Methods From January 2011 to December 2016, we retrospectively observed patients who underwent therapeutic hypothermia. Blood samples were collected immediately and 24, 48, and 72 hours after ROSC. Neuron-specific enolase (NSE), S100-B protein, procalcitonin, troponin I, creatine kinase-MB, pro-brain natriuretic protein, D-dimer, fibrin degradation product, antithrombin-III, fibrinogen, and lactate levels were measured. Prognosis was evaluated using GlasgowPittsburgh cerebral performance categories and the predictive accuracy of each marker was evaluated. The secondary outcome was whether the presence of multiple markers improved prediction accuracy.
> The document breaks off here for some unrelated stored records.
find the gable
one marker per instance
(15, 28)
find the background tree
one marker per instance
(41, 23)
Results A total of 102 patients were included in the study: 39 with good neurologic outcomes and 63 with poor neurologic outcomes. The mean NSE level of good outcomes measured 72 hours after ROSC was 18.50 ng/mL. The area under the curve calculated on receiver operating characteristic analysis was 0.92, which showed the best predictive power among all markers included in the study analysis. The relative integrated discrimination improvement and categoryfree net reclassification improvement models showed no improvement in prognostic value when combined with all other markers and NSE (72 hours).
Conclusion Although biomarker combinations did not improve prognostic accuracy, NSE (72 hours) showed the best predictive power for neurological prognosis in patients who received therapeutic hypothermia.